For deduction under s.80HHC(3)(b) on export of trading goods, the dominant issue was whether "indirect costs" must include all common expenses or only those attributable to export turnover of trading goods. The ITAT held that, on a combined reading of s.80HHC(3)(b) and Expln. clauses (a) and (e), indirect costs (though defined negatively as "not being direct costs") are confined to costs attributable to export turnover of trading goods; costs reasonably attributable to non-export receipts must be excluded at the threshold. Drawing support from Expln. clause (baa) and the legislative assumption of 10% expenses for specified non-export receipts, the assessee's approach to exclude such portion from indirect costs was accepted, granting the deduction accordingly.
Issues Involved: 1. Attribution of indirect costs to export incentives for deduction u/s 80HHC(3)(b). 2. Disallowance of Rs. 10,000 under postage, telegram, telephone, and telex expenses.
Summary:
Issue 1: Attribution of Indirect Costs to Export Incentives for Deduction u/s 80HHC(3)(b)

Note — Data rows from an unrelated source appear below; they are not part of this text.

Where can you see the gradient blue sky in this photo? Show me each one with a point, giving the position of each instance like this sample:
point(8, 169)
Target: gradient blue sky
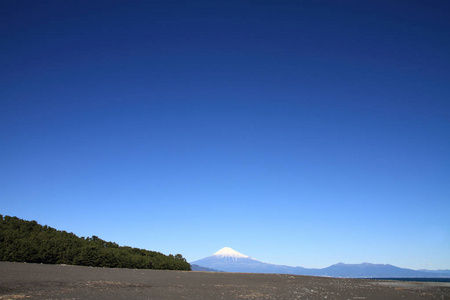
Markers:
point(303, 133)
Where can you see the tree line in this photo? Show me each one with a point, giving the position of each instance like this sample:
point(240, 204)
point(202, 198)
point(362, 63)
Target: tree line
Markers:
point(28, 241)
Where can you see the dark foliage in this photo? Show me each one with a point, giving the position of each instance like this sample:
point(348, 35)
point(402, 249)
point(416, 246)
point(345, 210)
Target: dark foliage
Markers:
point(27, 241)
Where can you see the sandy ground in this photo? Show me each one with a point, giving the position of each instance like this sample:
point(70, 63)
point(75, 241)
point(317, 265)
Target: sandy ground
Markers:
point(36, 281)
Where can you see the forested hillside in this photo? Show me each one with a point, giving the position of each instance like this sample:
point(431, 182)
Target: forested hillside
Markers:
point(27, 241)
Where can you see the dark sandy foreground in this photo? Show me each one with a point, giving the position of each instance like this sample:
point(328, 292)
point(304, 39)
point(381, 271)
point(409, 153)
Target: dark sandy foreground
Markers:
point(35, 281)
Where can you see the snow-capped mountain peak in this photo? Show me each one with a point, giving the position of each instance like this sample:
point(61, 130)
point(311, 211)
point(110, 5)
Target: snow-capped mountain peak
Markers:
point(229, 252)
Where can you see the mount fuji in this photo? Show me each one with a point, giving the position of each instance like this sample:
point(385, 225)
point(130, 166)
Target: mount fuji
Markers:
point(229, 260)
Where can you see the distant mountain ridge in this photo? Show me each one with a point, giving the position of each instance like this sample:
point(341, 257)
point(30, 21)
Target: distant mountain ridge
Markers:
point(229, 260)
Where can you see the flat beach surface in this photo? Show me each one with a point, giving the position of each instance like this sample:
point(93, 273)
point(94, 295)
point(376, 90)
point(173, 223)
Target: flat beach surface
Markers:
point(36, 281)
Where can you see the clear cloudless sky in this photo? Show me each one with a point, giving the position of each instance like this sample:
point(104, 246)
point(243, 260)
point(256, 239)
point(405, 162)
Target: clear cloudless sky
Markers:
point(303, 133)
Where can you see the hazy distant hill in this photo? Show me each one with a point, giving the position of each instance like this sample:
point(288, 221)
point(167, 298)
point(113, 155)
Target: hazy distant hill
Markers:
point(230, 260)
point(27, 241)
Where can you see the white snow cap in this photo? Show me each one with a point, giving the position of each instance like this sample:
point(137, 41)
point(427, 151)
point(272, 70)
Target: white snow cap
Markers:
point(227, 251)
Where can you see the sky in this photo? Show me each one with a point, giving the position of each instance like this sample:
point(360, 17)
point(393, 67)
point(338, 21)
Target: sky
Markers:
point(303, 133)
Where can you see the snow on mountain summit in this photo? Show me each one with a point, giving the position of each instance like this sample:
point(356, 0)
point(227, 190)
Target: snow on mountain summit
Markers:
point(229, 252)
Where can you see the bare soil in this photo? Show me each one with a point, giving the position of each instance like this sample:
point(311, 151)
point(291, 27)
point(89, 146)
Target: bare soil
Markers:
point(37, 281)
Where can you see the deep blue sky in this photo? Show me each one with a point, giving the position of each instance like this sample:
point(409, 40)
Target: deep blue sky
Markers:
point(297, 132)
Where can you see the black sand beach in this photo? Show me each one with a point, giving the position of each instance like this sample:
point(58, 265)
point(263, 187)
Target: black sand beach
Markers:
point(36, 281)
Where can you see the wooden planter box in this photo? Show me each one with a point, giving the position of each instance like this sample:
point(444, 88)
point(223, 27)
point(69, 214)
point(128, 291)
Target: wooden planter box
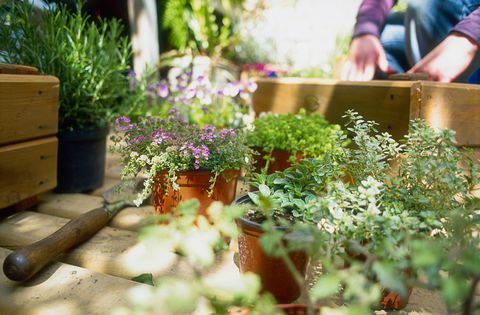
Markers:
point(28, 124)
point(392, 104)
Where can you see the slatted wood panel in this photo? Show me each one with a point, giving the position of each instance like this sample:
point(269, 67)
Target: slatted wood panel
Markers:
point(28, 107)
point(63, 289)
point(390, 103)
point(27, 169)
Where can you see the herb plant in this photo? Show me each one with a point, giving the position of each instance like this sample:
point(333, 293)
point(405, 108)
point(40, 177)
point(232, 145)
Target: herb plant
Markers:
point(172, 145)
point(308, 135)
point(196, 98)
point(90, 59)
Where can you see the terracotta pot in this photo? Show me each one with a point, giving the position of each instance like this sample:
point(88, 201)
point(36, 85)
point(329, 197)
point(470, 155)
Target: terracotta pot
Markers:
point(193, 184)
point(280, 160)
point(274, 274)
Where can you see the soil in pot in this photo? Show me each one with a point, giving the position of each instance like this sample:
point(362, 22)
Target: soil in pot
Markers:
point(274, 274)
point(81, 160)
point(280, 160)
point(193, 184)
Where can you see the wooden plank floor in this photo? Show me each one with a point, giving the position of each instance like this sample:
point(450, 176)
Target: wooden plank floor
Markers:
point(94, 277)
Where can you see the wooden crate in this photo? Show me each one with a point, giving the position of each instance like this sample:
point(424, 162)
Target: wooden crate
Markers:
point(28, 125)
point(392, 104)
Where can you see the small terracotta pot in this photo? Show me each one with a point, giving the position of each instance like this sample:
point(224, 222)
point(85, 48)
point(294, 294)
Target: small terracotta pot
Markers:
point(274, 274)
point(193, 184)
point(280, 160)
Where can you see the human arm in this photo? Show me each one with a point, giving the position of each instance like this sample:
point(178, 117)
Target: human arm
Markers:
point(366, 52)
point(454, 54)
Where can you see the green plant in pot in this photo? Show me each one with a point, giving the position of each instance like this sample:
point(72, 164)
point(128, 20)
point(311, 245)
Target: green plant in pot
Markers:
point(181, 160)
point(91, 60)
point(282, 139)
point(276, 207)
point(397, 192)
point(204, 285)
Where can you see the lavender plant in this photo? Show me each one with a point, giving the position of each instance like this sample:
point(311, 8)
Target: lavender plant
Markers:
point(172, 145)
point(196, 98)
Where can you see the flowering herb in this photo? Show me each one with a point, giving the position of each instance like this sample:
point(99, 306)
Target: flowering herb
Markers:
point(172, 145)
point(197, 99)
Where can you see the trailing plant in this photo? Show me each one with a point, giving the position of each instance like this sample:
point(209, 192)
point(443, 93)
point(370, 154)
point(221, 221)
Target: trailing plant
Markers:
point(393, 195)
point(172, 145)
point(91, 60)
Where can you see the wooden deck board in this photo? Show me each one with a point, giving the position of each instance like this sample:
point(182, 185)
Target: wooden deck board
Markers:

The assessee, a partnership firm engaged in the export of trading goods, claimed a deduction of Rs. 84,87,278 u/s 80HHC(3)(b). The controversy centered on whether a part of the "indirect costs" should be attributed to the export incentives received by the assessee, which included duty drawback, excise duty refund, international price reimbursement, octroi duty refund, and sales tax refund, totaling Rs. 10,95,669. The assessee argued that 10% of these incentives (Rs. 1,09,567) should be attributed as indirect costs to the earning of these incentives, thereby reducing the indirect expenses debited in the profit & loss account for computing the deduction.
The income-tax authorities opposed this, contending that no part of the indirect costs should be attributed to the export incentives. The assessee's contention was that export incentives are not "export turnover" as defined in clause (b) of the Explanation below sub-section (4B) and are excluded from "total turnover" by the proviso thereto. Therefore, indirect costs attributable to export incentives should not be considered as costs "attributable to such export."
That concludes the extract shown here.